Rhodochrosite

A highly prized gemstone, Rhodochrosite has a gorgeous pink color. It is a manganese carbonate, however its manganese is commonly substituted with iron, magnesium, and calcium which changes its characteristic pink color and can give it brown, grey or yellow hues. Its name is derived from the Greek words rhodon, meaning rose, and chroma, meaning color. Crystals have a pearly luster with a transparent to translucent appearance. Argentina, Peru, South Africa, USA and Uruguay are the main sources of Rhodochrosite.

Formation

Rhodochrosite mainly forms in fractures and cavities of metamorphic and sedimentary rocks, like marine sedimentary deposits with various oxides of Mn. Some silver mines produce rhodochrosite as a byproduct, as it is commonly associated with silver deposits. A rhodochrosite crystal is formed when ground water dissolves manganese and drops of water mix with carbonate material deep underground.
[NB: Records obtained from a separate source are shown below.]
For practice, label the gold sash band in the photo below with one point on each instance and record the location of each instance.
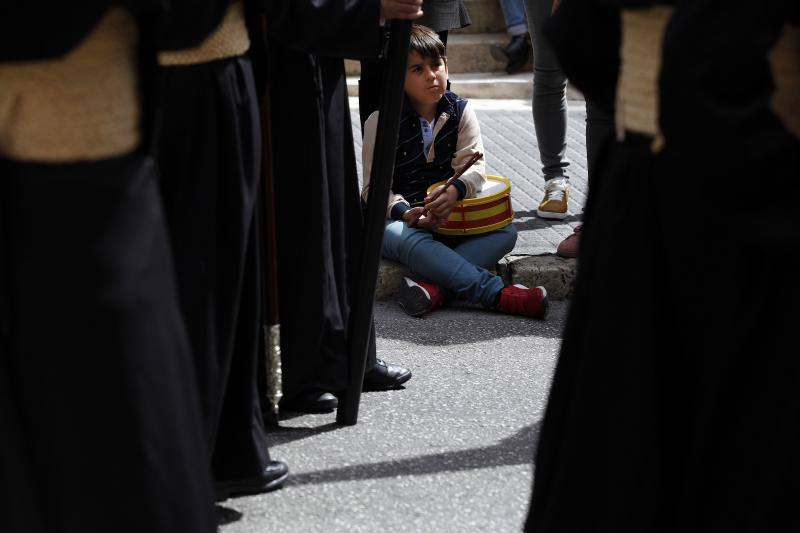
(229, 39)
(83, 106)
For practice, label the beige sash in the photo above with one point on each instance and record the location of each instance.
(640, 65)
(82, 106)
(785, 61)
(229, 39)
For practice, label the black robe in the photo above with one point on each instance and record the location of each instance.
(210, 162)
(318, 206)
(674, 406)
(99, 413)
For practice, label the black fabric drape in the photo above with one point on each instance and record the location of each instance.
(209, 157)
(674, 406)
(318, 206)
(97, 371)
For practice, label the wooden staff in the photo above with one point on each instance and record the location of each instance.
(271, 328)
(380, 183)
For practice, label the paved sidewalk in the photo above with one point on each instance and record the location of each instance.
(452, 453)
(512, 151)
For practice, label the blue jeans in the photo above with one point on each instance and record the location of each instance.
(458, 264)
(514, 15)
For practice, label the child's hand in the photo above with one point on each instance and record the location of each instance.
(416, 217)
(442, 206)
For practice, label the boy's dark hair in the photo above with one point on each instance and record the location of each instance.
(426, 43)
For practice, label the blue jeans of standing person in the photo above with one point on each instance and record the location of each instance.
(550, 101)
(458, 264)
(514, 15)
(549, 94)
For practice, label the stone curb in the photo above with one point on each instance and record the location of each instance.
(554, 273)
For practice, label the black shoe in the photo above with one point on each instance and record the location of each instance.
(272, 478)
(385, 376)
(312, 401)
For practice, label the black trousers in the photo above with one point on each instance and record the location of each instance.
(209, 157)
(100, 420)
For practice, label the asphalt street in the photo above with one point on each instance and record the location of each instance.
(452, 452)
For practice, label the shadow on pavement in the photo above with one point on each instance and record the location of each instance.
(281, 435)
(226, 515)
(514, 450)
(462, 323)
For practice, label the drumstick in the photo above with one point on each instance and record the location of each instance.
(471, 161)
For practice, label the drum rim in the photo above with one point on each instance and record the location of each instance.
(506, 191)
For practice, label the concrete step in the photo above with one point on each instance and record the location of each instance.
(466, 52)
(479, 85)
(486, 16)
(487, 85)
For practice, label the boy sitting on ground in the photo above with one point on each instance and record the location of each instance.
(439, 132)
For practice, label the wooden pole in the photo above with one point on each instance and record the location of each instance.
(380, 184)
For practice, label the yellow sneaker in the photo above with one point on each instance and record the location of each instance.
(554, 203)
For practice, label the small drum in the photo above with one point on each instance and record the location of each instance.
(488, 211)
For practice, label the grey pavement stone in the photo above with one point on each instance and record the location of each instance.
(554, 273)
(453, 452)
(512, 151)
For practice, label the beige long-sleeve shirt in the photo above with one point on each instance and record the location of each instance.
(469, 142)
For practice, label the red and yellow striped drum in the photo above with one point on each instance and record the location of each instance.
(489, 211)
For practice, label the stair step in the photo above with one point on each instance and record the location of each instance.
(486, 16)
(479, 85)
(466, 52)
(487, 85)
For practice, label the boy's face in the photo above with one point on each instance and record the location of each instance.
(426, 79)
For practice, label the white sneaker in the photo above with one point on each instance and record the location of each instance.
(554, 203)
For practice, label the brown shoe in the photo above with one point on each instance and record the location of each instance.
(569, 247)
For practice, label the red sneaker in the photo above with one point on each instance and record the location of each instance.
(520, 300)
(419, 297)
(569, 247)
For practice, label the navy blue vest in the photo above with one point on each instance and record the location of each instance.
(412, 173)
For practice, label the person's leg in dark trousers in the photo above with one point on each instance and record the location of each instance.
(96, 354)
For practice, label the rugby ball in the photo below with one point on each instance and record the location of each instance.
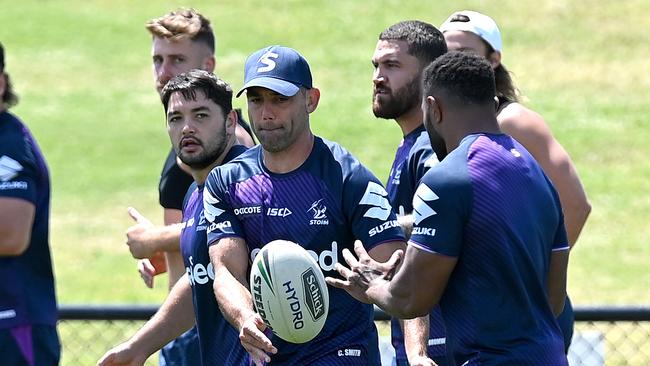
(289, 291)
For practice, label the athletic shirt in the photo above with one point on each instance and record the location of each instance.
(174, 181)
(324, 205)
(218, 340)
(489, 204)
(413, 158)
(27, 293)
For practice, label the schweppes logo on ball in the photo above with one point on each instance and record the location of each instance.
(313, 294)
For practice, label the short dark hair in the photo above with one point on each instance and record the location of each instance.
(9, 98)
(462, 76)
(424, 40)
(181, 24)
(192, 81)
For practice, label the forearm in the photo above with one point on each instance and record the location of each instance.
(416, 335)
(234, 298)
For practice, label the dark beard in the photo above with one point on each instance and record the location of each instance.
(400, 102)
(208, 157)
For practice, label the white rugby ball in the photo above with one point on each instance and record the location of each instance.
(289, 291)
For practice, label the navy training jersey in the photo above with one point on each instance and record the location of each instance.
(218, 340)
(324, 205)
(27, 293)
(413, 158)
(489, 204)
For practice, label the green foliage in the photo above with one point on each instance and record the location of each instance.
(82, 70)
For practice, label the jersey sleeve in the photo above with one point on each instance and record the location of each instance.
(222, 221)
(174, 183)
(371, 216)
(441, 207)
(18, 168)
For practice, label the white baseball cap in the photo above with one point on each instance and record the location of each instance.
(477, 23)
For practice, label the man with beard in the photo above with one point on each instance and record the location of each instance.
(298, 187)
(470, 31)
(201, 125)
(489, 241)
(402, 52)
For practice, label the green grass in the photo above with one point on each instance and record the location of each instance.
(83, 72)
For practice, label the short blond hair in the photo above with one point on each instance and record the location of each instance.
(183, 24)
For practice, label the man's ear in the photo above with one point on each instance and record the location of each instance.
(434, 109)
(231, 122)
(313, 96)
(209, 63)
(495, 59)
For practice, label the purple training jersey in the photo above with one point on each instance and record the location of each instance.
(27, 287)
(218, 340)
(489, 204)
(413, 158)
(324, 205)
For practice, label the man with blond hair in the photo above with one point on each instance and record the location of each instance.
(182, 40)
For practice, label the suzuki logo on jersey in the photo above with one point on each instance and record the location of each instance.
(379, 229)
(248, 210)
(326, 259)
(318, 209)
(198, 273)
(266, 59)
(376, 196)
(278, 211)
(211, 212)
(9, 168)
(424, 231)
(422, 210)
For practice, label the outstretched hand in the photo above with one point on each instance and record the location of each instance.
(138, 236)
(365, 277)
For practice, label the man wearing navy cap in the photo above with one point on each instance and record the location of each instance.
(270, 192)
(28, 311)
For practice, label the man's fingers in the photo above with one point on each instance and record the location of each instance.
(337, 283)
(349, 258)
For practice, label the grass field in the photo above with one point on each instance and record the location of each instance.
(83, 71)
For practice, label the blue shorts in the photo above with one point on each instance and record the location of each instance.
(30, 345)
(182, 351)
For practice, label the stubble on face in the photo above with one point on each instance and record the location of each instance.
(391, 104)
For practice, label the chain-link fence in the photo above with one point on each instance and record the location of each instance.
(603, 335)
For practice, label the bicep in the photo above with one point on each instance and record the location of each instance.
(424, 276)
(16, 220)
(556, 281)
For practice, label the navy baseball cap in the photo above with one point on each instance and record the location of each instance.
(281, 69)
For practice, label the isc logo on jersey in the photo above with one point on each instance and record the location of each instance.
(326, 259)
(289, 291)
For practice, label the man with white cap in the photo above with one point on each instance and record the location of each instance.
(478, 33)
(298, 187)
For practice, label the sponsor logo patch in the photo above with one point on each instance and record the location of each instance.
(9, 168)
(421, 209)
(376, 196)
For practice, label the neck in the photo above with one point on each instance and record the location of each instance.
(292, 157)
(410, 120)
(470, 123)
(200, 175)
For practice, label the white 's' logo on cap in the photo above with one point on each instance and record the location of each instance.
(266, 59)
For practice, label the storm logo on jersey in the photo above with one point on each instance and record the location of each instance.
(318, 208)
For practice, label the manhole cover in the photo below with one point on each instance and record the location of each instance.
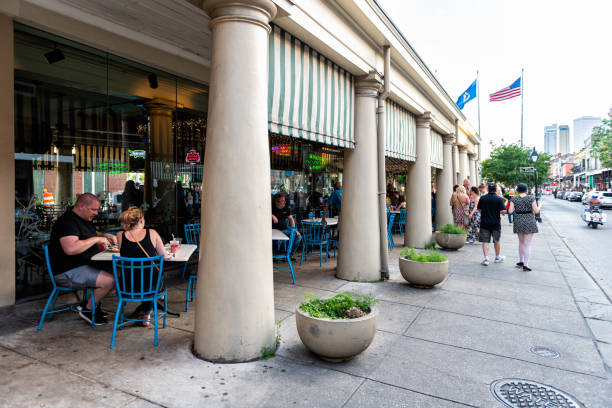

Rhodochrosite is banded with multiple layers of alternating white and pink colors due to these formation stages.

Symbolism

Compassion, self-care. Elements: Fire and Water

Legends

Rhodochrosite, according to the Incas, was the solidified blood of their ancestors. Argentina’s pre-Columbian history tells us that Rhodochrosite was discovered during the 13th century. Under the reign of the Inca Ripac, it stone was found in copper and silver mines in the north-west of this country that used to be part of the Inca Empire. Rhodochrosite jewelry was found in an Inca tomb in 1937 by Franz Mansfeld. After this civilization fell, the mines were abandoned, and the rhodochrosite was lost to history.